PPRuNe Forums - View Single Post - CASA and Government mates, invent a new airspace classification!
Old 11th Jun 2022, 02:05
  #11 (permalink)  
43Inches
 
Join Date: Oct 2007
Location: Aus
Posts: 2,794
Received 423 Likes on 233 Posts
Originally Posted by Geoff Fairless
Alphacentauri - you think Airservices "agreed" to SFIS, about which you are surprised. I took part in preliminary Zoom meetings with Airservices and can assure you that they invented it, CASA is simply their echo chamber when it comes to airspace. Various royal commissions into other aspects of government refer to this as "regulatory capture". I also totally agree with your comment about Airservices business model.

43 Inches - I agree that eventually "ATC" might devolve to separation based on "sense and avoid". However, I also believe that this concept is much further in the future than we are being led to believe by the driverless car industry and the driverless drone industry. The question I am posing is what do we do in the meantime?

The point of this thread is that ICAO provides rules and procedures that member nations have signed up to, they include the airspace categorisation. The Minister is allowing CASA and Airservices to ignore those rules and procedures and invent a hybrid which may or may not work. (I am also pretty sure the Minister would not understand the nuances) Airservices claims to have written a safety case around SFIS, but has refused to release the document. CASA OAR wrote a report about Mangalore which apparently decided SFIS would not work. I say apparently because the report was removed from the CASA web site almost as soon as it was posted. No doubt at the behest of Airservices. The very essence of a safety case is that it should be public (not to mention how a publicly owned government agency is allowed to have secrets!). So my only conclusion has to be that it contains conclusions that SFIS created either a Class A (unacceptable) or Class B (can only be accepted by a General Manager) risk that is being withheld from the flying public.
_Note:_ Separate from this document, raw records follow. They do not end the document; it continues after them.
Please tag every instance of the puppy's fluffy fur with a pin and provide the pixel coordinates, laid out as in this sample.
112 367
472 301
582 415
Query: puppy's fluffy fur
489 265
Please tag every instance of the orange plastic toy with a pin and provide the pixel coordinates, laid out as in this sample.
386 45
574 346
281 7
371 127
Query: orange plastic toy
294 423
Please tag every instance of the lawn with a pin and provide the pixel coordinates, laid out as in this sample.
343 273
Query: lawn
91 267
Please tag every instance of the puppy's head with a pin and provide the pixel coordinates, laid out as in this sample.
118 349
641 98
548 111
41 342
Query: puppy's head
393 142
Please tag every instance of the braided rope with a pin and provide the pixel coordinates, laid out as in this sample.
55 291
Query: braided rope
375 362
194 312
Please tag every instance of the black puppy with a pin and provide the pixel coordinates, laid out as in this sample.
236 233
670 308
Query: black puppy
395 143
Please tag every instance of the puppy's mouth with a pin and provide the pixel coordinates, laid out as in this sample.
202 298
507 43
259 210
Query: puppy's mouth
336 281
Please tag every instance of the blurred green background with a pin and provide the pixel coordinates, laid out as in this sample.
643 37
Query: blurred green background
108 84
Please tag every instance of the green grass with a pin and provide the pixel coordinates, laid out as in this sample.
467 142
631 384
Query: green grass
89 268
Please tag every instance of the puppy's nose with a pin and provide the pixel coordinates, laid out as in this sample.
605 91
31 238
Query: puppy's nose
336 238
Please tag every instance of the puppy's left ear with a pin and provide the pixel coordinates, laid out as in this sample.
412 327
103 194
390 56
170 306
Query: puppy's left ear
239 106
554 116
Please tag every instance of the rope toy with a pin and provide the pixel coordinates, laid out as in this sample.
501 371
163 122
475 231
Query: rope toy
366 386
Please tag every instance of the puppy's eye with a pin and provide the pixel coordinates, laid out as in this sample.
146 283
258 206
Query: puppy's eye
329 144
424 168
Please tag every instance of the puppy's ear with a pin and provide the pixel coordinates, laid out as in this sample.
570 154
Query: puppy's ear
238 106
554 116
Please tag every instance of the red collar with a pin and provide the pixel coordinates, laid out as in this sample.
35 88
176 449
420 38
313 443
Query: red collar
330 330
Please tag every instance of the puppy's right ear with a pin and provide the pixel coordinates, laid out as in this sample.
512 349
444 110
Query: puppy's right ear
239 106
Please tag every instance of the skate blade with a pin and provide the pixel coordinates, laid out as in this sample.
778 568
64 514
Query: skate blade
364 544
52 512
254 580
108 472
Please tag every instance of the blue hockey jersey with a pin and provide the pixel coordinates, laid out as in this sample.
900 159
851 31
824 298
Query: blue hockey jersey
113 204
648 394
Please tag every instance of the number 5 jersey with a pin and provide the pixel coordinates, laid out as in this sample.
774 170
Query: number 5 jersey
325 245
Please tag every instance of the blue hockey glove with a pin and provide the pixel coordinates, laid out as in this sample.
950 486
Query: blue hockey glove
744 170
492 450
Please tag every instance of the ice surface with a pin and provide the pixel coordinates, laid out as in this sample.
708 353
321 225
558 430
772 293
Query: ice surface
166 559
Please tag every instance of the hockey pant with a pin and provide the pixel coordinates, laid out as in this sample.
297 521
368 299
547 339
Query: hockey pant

ICAO tells us that we can choose Class G, E or D (C, B and A are not necessary). In my opinion, a Class D Tower with enhanced low level surveillance would provide acceptable safety. You also assert that "Class D can not work in the Ballina area, it's way too complex to efficiently operate a tower there and blocking out airspace for CTA will then condense the VFR private traffic even further creating more risks for them." I'm not sure whether you are an air traffic controller or pilot, but I can assure you that I have seen Class D operations in far busier environments than Ballina, and they work just fine. ATC facilities need to be concentrated where they will have the most safety effect, statistically this will be around runways where there is "competition" for the airspace caused by speed and other performance differentials. Classically, a Control Tower resolves these issues by knowing pilot intentions, and aircraft performance, in order to ensure that pilots, IFR or VFR, are in the right place and the right order to operate the aerodrome safely and efficiently. The fact that other pilots may avoid the airspace only serves to remove flights from the terminal airspace that do not need to be there. This removes the "way too complex" you refer to and is in use all over the world.
The problem is not that class D won't work AT Ballina, but the problem is the multiple close CTAFs causing this problem and the traffic between them. If this was a simple case of one airport that is saturated by its own traffic that would be a simple answer of, yes, a class D is required to sort it out. However, as it is, Ballina and Lismore traffic already have IFR approach conflicts and then there's all the private traffic between several ports. Hence why I say this has more in common with the issue in Alaska than any other place in Australia, lots of CTAFs in close proximity all with their own traffic blasting randomly in all directions.

In regard to ACAS/TCAS, this is nothing new to aviation. I'm not at all saying the aircraft takes over and flies, it is a system that first of all alerts a pilot to other aircraft in proximity, and then some will direct a course to avoid. Being alerted that something is near you is all that is required, with almost all giving you some picture of where it is. Radio alerts are vague and prone to communication error, both in what is said, overtransmits blocking information and lastly interpretation and understanding there is a conflict, let alone being unfamiliar with local terms a local may use, fine in light traffic, ask for clarification, in heavy traffic another conflict will come up while you clear up your ambiguities. A device in the cockpit that says something is close, and look out, is much easier for all to understand and the required technology has existed for 30 years. TCAS/ACAS are a last line of defense, this is after you have communicated via radio and looked out the window to see and avoid. Talking is fine when you have 2-3 aircraft communicating, several aircraft in a similar location will just turn into a squeal of noise. Class D is not a quick fix, it requires infrastructure and provision of trained controllers, plus fields like Lismore will be severely impacted by the airspace, let alone the large amount of through traffic as Sunfish points out.

Lastly a PA-28 almost collided with an ATR in Albury Class D airspace when there was pretty much no other aircraft in the area. This line from the report "The crew of the ATR were aware that there was traffic in the area but did not assess the position of the PA-28, in relation to their aircraft until activation of the TCAS TA". So Controlled airspace, Class D, radio communication, three parties aware of traffic, and TCAS most likely saved the day.

Last edited by 43Inches; 11th Jun 2022 at 02:25.